L’A.N.C.I.C. considère que la solution à apporter à ce douloureux problème relève de la prise en charge hospitalière au même titre que les interruptions de grossesse pratiquées pour des indications considérées comme médicales (indications génétiques, chromosomiques, malformatives, ……). Toutefois, de telles demandes ne peuvent relever de l’arbitraire de l’expertise, mais bien d’une écoute attentive, d’un accompagnement respectueux et d’une information la plus adaptée à de telles circonstances. Une prise en charge de ce type nécessite un personnel expérimenté, qualifié et les moyens techniques propres à de telles interruptions (identiques à celles des interruptions médicales de grossesse).
La suppression des obligations administratives :
L’entretien social : suppression souhaitée par l’A.N.C.I.C. qui souligne par ailleurs l’obligation qui doit être faite à tous les centres de mettre en place des structures d’accueil, d’écoute et d’information permettant d’assurer aux femmes le respect et l’attention qui leur est due.
Le personnel spécifique à l’accueil, l’écoute et l’accompagnement constituant par ailleurs un médiateur nécessaire entre la femme et le médecin qui va pratiquer l’interruption de grossesse.
La suppression de l’obligation de résidence s’imposait.
Quant à la suppression de l’autorisation parentale, il s’agit pour l’A.N.C.I.C. d’un progrès tant le respect de l’intimité de la mineure, s’impose.

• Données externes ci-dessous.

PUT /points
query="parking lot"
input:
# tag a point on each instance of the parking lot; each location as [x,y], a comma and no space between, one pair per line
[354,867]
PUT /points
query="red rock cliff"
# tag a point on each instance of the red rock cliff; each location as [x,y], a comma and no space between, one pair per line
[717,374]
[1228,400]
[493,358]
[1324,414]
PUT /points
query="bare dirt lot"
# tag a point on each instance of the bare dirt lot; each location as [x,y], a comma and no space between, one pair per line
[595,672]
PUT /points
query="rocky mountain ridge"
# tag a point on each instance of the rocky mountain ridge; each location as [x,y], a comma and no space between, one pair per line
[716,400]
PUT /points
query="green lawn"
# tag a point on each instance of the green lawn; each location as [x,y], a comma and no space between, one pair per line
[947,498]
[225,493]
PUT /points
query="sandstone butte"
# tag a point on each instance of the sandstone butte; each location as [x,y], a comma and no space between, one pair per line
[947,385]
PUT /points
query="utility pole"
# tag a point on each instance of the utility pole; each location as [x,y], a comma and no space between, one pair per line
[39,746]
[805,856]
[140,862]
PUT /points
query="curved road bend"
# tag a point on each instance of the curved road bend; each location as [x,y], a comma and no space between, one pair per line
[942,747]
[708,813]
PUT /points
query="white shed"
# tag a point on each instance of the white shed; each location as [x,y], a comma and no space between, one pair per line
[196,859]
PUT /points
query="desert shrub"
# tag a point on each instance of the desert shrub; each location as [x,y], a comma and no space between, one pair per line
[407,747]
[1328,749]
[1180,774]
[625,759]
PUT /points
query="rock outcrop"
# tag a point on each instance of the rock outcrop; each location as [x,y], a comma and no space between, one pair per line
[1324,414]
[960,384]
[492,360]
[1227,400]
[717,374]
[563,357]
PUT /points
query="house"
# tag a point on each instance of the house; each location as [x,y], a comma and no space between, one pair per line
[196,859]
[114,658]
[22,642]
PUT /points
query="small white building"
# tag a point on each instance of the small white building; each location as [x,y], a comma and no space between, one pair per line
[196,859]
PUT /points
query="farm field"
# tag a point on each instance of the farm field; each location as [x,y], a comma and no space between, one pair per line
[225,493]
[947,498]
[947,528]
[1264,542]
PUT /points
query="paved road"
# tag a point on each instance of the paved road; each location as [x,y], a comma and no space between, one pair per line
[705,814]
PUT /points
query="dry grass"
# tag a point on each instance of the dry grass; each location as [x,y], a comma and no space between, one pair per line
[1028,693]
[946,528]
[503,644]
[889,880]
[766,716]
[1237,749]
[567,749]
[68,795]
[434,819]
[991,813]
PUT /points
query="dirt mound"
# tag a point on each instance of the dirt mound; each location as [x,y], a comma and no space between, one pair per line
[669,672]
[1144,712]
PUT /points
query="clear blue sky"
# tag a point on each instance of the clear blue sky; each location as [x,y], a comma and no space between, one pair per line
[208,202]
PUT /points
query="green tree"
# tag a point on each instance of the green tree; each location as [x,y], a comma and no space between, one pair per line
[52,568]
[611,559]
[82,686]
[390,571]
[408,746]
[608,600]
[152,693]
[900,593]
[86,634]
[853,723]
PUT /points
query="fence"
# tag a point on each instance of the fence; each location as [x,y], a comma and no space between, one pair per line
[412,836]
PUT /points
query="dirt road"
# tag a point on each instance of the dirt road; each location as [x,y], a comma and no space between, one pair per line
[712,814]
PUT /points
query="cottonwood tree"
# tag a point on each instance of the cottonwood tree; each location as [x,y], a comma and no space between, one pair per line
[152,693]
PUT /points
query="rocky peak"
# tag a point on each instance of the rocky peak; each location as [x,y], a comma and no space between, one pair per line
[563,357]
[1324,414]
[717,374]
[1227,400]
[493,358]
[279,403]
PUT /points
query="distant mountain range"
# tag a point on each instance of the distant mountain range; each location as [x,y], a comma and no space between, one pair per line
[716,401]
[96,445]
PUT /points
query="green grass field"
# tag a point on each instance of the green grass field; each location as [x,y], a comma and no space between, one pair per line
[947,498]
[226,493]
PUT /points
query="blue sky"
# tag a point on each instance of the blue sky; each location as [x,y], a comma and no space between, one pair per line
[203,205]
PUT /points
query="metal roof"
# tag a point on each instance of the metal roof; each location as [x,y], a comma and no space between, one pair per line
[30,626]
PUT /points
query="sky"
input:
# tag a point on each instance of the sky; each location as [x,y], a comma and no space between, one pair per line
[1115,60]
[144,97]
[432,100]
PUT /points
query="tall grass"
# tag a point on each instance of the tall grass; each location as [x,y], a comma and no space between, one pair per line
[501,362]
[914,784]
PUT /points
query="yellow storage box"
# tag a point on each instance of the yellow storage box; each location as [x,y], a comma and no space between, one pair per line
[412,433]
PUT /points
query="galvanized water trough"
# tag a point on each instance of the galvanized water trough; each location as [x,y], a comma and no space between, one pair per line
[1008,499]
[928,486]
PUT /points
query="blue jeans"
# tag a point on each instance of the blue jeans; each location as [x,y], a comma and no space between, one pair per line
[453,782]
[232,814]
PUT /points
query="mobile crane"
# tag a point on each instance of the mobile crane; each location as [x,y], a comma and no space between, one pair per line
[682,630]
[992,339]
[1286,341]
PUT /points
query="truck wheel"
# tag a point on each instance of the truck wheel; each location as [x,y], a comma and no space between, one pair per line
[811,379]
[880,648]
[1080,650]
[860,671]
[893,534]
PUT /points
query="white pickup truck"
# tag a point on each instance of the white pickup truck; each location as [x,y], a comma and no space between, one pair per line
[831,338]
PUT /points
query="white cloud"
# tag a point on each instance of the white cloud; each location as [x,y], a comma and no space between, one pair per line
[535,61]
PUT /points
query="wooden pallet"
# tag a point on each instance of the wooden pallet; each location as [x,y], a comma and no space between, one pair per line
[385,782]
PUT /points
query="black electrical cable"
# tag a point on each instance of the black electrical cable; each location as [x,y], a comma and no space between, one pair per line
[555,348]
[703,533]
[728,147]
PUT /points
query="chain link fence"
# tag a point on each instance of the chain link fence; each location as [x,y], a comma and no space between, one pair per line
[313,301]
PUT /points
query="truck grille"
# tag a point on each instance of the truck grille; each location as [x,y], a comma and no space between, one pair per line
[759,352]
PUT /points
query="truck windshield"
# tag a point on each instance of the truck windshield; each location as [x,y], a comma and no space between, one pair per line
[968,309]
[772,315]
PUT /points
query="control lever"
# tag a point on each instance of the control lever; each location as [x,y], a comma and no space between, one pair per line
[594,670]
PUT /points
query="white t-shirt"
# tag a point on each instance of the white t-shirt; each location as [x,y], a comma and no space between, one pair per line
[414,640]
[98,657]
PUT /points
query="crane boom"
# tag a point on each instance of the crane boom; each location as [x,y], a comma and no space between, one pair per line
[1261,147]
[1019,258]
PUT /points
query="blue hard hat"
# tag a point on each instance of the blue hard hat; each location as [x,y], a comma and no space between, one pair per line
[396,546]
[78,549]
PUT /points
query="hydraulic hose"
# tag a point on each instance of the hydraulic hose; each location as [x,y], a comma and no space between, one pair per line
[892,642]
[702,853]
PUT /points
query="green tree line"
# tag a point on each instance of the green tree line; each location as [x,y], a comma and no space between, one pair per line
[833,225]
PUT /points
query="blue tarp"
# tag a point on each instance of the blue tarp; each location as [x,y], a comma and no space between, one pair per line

Celui-ci n’est en rien contradictoire avec l’échange, le dialogue possible avec les parents.
La notion d’adulte référent devra être précisée dans les textes d’application pour éviter le harcèlement dont pourrait être l’objet les professionnels et les mineures dans de telles circonstances par les groupes intégristes.
Reste un problème en suspens au regard de la pratique de l’A.N.C.I.C. : les structures d’orthogénie. Comme il a été précisé, les services de gynécologie-obstétrique n’ont le plus souvent ni les capacités, ni la culture pour assurer cette activité. L’A.N.C.I.C. ne propose pas un modèle de structure exclusif et s’oppose par voie de conséquence aux propositions qui sont faites d’intégrer obligatoirement et systématiquement l’orthogénie dans le cadre des services de gynécologie-obstétrique.
Ces unités fonctionnelles ou centres autonomes, dont les liens conventionnés avec le service de gynécologie-obstétrique doivent être précisés et conditionnés par l’acceptation et les spécificités mêmes de ces services, peuvent dans certaines situations originale disparaître au profit d’une intégration complète dans la maternité. L’avortement est un temps possible, une étape parfois nécessaire de la vie de la majorité des femmes, il n’est ni un délit, ni un acte honteux, c’est un choix éminemment respectable, justifiant sympathie et respect. Le cadre juridique choisi doit permettre à un personnel volontaire d’assurer l’accueil des femmes demandant une interruption de grossesse dans les meilleures conditions. L’autonomie des centres garantit la pérennité de leur action et leur reconnaissance statutaire en est la condition.
Les années qui viennent, très marquées par de fortes restructurations hospitalières vont voir s’opposer ces deux conceptions et nécessiter de la part des associations défendant les droits à l’interruption de grossesse et à la contraception de défendre très fermement l’autonomie de ces unités hospitalières. Aujourd’hui, Grenoble est un exemple de cet affrontement entre ces deux conceptions et l’issue de cette bataille constituera incontestablement une orientation décisive pour l’avenir.